Howard v. Mutual Sav. Life Ins. Co.
Decision Date | 04 September 1992 |
Parties | Rosa Mae HOWARD v. MUTUAL SAVINGS LIFE INSURANCE COMPANY. 1910698. |
Court | Alabama Supreme Court |
Charles H. Morris III, Selma, for appellant.
Robert W. Bradford, Jr. and T. Randall Lyons of Hill, Hill, Carter, Franco, Cole & Black, P.C., Montgomery, for appellee.
This appeal presents the issue of when a plaintiff is charged with knowledge of fraud by a defendant so as to begin the running of the statutory period of limitations. We hold that in this case the plaintiff's actual knowledge of fraud turns on whether she could justifiably rely on the defendant's representations that she had received all that was due under her insurance policies. We reverse the summary judgment entered by the trial court on the statute of limitations ground.

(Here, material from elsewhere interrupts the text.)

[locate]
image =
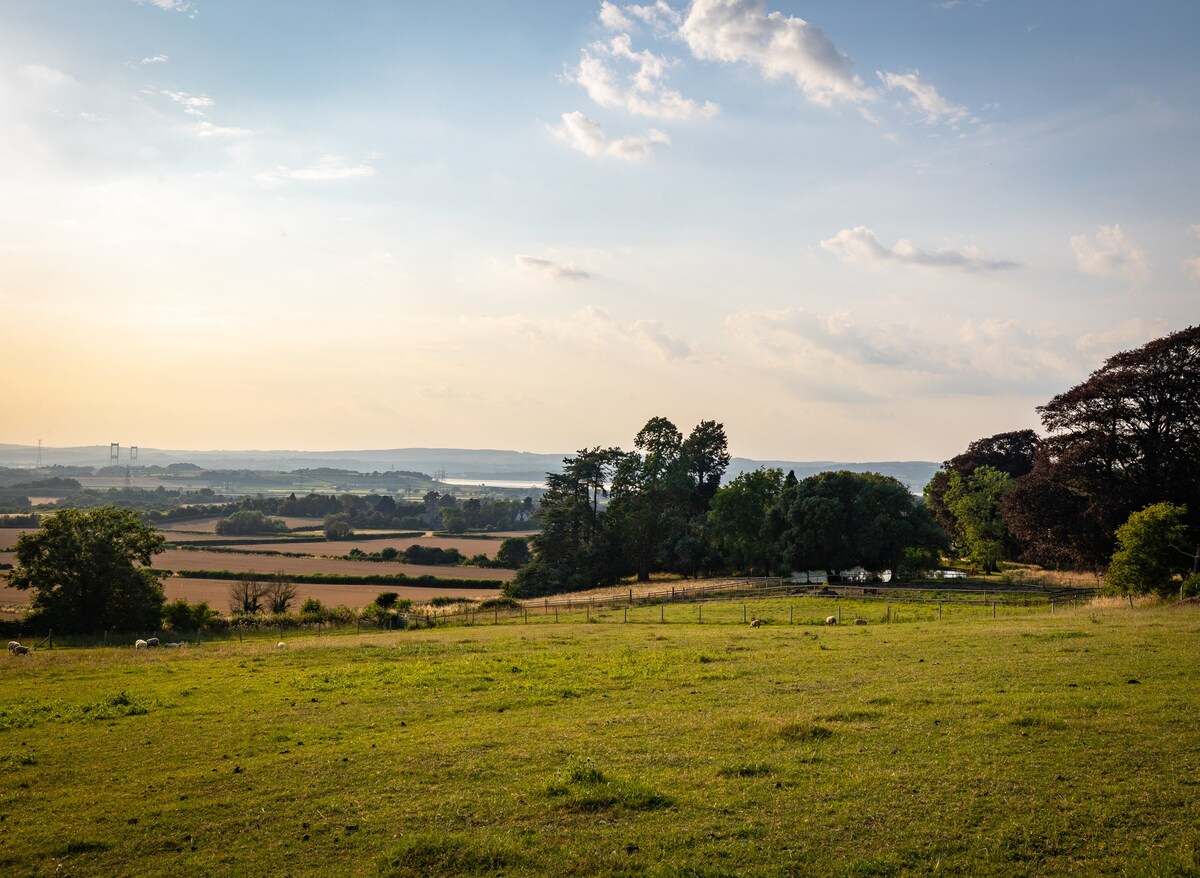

In December 1983, plaintiff Rosa Mae Howard's husband was diagnosed with cancer and was hospitalized three times before his death on January 27, 1984. At the time of her husband's death, Howard was paying premiums to the defendant, Mutual Savings Life Insurance Company ("Mutual Savings"), for several health insurance policies then in effect for her and her husband.
In August 1990, Howard sued Mutual Savings, alleging that it had fraudulently failed to pay to her all amounts that were due under various policies she maintained with the company. In deposition, she testified that she talked with Mutual Savings officers approximately a week after the death of her husband, because, she said, she "did not feel they had paid where the insurance man told us that they would." Howard further testified as follows:
At least twice more in her deposition, Howard repeated her statement that the manager at the Mutual Savings office told her that the company had paid all it was going to pay. She also stated that she did not inquire further as to the exact nature of her coverage and that she thereafter allowed the policies to lapse, because, she said, she felt that Mutual Savings had not paid what it had promised to.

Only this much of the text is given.